Well, think about it this way. FPS games used to be a minority on consoles. About the only one prior to Halo that seems to have been well thought of was Goldeneye. Consoles were thought of as best for fighting games and platformers, not for shooters-- and for JRPGs but not so-called "Western" RPGs.

So FPS players on consoles have gone, over the decade that spans the Halo franchise, from being a very small minority to being a majority. The argument is about how much of a majority. Take a look at RockPaperShotgun, a site I enjoy reading even though I do more gaming on consoles since Halo, because they do good coverage of games that just happen to come out on PCs and consoles. But their raison d'etre is the PC platform, and how developers and publishers ignore it (or even sleight it) at their peril, and how the failure of crossplatform titles is the fault of developers who make crappy ports, and how piracy isn't relevant.

http://www.rockpapershotgun.com/2013/02/18/mouse-keyboard-still-a-major-player-in-fps-market/

This article bends over backwards and pulls numbers right out of the author's nether parts to prove that Jones' vague generalization-- that shooters are not like they were ten years ago, for these specific reasons-- and turn it into an unjustified slight on the presumed legions of mouse and keyboard players.

He starts off with the huge disparity in NPD sales figures between Black Ops on consoles and on PC. Apparently in its first month, that title sold 8 million on Xbox 360 and PS3 combined, and a paltry 400,000 on PC.

And then come the buts. Only includes the US (only includes the US for both console and PC, like all NPD figures). Unreported digital sales. Piracy. (Why developers and publishers are supposed to give a damn about the mouse and keyboard market share represented by pirates is really beyond me.)

He goes through a laundry list of less popular games, demonstrating that at the lower end of the sales figures, the gap between consoles and PC closes from a gaudy 16:1 to 3:1, and somehow arrives at the figure that almost-- ALMOST-- half of FPS players worldwide are using mouse and keyboard. It is a figure he has made up from whole cloth, and even so, he could not get to parity, even when including pirates.

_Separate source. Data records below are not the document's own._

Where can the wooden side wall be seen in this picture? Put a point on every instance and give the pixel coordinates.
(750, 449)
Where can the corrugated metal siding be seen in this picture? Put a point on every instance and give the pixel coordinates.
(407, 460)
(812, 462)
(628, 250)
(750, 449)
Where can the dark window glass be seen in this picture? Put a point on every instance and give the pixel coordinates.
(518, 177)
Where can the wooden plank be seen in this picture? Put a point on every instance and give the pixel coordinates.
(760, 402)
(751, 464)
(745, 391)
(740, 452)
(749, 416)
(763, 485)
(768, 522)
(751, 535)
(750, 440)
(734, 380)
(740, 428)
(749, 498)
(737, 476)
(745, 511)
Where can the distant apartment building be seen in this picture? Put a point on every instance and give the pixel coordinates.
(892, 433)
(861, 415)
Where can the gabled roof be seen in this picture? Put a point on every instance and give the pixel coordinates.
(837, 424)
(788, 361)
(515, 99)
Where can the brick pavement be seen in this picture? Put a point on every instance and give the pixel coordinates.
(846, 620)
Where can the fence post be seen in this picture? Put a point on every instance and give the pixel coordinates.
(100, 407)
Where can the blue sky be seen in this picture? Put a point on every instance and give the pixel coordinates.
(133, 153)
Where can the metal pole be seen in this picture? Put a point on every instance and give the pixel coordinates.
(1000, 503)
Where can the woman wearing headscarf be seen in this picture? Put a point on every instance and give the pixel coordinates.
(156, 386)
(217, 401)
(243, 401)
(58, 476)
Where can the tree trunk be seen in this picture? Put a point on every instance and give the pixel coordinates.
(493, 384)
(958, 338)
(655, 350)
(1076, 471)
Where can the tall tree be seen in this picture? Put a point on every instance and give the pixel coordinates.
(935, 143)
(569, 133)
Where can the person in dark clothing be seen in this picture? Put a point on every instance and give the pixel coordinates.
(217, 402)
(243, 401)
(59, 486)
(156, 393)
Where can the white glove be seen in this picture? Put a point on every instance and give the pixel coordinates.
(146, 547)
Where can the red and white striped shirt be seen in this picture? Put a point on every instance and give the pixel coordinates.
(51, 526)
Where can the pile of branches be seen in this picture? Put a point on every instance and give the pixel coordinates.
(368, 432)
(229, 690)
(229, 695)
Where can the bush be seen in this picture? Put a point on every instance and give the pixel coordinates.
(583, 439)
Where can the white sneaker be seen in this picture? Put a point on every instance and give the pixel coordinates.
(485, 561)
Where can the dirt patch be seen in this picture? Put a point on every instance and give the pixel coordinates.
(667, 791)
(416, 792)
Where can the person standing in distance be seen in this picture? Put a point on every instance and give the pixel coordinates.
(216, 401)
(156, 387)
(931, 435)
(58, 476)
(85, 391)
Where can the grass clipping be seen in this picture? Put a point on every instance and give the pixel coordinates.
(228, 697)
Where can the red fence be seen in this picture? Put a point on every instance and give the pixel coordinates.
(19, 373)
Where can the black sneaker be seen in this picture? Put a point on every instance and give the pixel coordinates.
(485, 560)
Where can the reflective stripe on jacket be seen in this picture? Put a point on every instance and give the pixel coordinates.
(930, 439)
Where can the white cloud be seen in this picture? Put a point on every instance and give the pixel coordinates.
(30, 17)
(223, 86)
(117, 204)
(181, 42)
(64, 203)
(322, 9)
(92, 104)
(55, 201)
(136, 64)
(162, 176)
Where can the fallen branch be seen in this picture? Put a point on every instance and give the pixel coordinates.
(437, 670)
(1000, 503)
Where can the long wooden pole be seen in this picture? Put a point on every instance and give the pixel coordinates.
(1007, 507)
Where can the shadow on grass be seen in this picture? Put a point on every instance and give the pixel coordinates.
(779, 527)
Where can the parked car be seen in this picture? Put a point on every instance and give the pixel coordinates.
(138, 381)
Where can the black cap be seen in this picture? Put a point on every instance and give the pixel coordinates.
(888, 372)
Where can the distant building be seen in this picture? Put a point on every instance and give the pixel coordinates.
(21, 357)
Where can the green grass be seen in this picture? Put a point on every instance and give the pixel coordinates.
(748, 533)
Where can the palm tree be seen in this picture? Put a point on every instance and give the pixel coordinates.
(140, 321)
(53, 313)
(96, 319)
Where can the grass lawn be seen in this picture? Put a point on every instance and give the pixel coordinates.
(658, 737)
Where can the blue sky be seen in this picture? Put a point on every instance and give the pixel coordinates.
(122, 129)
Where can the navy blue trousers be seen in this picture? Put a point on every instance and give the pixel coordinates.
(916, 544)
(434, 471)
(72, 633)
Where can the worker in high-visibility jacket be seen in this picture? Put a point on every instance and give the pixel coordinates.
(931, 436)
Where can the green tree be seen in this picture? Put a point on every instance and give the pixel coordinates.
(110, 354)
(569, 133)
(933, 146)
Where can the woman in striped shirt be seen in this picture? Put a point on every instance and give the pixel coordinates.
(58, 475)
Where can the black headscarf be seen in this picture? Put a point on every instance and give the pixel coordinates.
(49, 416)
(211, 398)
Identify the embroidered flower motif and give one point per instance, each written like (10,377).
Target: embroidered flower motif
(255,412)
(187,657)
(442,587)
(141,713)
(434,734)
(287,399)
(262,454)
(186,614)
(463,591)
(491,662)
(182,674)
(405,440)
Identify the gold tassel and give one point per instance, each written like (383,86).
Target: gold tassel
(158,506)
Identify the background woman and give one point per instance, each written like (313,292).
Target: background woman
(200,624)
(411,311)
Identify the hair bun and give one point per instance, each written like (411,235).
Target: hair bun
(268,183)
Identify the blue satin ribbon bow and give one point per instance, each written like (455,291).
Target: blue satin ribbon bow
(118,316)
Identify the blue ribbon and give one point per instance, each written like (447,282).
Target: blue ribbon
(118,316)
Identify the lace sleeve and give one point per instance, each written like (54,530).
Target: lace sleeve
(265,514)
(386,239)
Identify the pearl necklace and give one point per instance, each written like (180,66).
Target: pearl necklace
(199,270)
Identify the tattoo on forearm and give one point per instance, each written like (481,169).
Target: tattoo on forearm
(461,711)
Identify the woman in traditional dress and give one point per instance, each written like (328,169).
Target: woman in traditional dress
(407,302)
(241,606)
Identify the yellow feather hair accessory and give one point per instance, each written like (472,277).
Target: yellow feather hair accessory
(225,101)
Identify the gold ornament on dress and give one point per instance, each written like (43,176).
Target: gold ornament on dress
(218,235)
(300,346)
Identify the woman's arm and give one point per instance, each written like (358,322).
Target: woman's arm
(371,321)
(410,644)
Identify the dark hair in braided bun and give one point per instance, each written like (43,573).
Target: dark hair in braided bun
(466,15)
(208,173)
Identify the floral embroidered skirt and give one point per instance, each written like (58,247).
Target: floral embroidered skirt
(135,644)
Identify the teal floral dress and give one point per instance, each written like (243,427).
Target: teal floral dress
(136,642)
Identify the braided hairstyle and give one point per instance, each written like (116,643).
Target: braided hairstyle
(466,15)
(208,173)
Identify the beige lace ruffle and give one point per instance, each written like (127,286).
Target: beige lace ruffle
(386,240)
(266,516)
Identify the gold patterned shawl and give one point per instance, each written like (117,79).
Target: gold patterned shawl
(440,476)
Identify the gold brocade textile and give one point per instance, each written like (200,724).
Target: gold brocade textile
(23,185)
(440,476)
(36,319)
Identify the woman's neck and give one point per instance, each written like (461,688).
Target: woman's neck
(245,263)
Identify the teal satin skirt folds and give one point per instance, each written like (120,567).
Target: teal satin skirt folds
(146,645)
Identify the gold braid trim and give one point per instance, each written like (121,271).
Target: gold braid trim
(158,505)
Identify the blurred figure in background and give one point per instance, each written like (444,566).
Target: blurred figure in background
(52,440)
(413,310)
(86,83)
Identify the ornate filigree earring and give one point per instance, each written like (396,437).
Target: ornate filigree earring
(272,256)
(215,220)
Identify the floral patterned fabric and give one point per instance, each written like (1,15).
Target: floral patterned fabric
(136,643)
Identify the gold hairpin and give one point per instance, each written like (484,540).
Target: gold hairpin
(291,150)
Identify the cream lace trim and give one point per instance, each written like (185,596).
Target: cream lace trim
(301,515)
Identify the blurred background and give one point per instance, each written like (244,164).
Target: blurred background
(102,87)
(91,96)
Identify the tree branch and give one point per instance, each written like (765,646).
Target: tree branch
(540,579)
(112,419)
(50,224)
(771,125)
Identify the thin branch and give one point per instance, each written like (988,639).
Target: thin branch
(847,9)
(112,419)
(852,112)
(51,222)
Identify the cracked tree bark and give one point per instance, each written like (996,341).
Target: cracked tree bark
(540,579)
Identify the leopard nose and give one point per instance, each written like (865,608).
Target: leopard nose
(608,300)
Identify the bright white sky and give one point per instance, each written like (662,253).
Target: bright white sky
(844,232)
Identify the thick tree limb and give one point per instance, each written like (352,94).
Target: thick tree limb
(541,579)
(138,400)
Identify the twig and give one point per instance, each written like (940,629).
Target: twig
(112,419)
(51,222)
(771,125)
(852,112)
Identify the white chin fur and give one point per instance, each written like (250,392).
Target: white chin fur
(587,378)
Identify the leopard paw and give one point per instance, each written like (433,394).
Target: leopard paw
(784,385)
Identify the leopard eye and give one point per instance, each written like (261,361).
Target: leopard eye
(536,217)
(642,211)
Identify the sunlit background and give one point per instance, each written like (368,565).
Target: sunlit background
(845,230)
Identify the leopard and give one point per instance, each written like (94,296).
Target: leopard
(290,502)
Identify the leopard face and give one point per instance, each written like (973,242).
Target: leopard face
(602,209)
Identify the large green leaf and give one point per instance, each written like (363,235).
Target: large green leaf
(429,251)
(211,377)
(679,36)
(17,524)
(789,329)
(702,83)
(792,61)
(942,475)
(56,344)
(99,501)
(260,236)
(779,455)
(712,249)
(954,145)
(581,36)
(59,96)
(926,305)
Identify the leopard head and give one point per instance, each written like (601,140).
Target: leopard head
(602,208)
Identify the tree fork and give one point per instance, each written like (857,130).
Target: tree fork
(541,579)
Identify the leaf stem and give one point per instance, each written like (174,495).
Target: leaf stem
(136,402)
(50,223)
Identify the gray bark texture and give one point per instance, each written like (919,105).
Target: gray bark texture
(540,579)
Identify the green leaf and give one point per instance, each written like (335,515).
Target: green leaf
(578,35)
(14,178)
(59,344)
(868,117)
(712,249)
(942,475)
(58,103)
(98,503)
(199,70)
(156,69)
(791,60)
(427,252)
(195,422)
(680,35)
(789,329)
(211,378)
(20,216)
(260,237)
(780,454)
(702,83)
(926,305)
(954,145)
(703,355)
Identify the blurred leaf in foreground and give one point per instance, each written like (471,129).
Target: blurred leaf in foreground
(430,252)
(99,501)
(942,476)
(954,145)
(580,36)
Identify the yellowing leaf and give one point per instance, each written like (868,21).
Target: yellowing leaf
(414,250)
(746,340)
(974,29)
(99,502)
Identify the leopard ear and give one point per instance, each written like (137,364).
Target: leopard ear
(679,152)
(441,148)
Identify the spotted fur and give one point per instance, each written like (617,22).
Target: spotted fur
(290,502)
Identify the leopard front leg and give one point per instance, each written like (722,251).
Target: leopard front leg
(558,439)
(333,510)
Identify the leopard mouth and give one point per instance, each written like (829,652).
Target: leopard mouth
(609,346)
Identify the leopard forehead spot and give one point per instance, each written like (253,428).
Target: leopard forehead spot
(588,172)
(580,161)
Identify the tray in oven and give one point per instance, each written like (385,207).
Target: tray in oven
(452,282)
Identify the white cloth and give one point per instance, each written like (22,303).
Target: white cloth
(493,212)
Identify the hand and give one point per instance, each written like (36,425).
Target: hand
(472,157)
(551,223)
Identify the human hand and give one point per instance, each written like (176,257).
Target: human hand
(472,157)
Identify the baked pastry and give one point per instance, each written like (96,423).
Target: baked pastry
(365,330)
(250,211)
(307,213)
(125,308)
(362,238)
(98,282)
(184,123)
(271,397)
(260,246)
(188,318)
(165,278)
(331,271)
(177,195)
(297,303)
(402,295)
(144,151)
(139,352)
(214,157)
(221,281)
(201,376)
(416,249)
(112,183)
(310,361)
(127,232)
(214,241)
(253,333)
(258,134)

Never mind that mouse and keyboard use was only part of what Jones was talking about-- and yes, if he'd thought about it a bit more, perhaps he could have phrased it the way I think he meant it, which is that pre-Halo the market was leery about shooters using controllers. That is absolutely no longer the case. Even the RPS article admits that more than half of FPS players are using controllers, which was certainly not the case 10-15 years ago.

But no, Jason Jones has mocked our near religious devotion to the Microsoft platform that wasn't really made for gaming.

I really have a hard time wrapping my head around it. The Linux gaming advocates I can understand-- they just oppose companies like Microsoft and Sony in all their forms. But what the heck the objection is from people who are gaming on Windows is... I just don't get it. There's obviously some kind of brain chemical that is being dispensed when people get a kick out of believing it somehow matters that their aiming is more accurate, that they are sitting closer to a monitor with more pixels, and their rendering pipelines are more buzzword compliant.

The PC has its advantages-- most of them, as far as I can see, have to do with mods. I just have a difficult time reaching from there to a point where Jones' slightly misworded sentence about FPS games turns into a personal insult. Oh well.

And people wonder why the guy doesn't spend a lot of time talking to the press. Sheesh.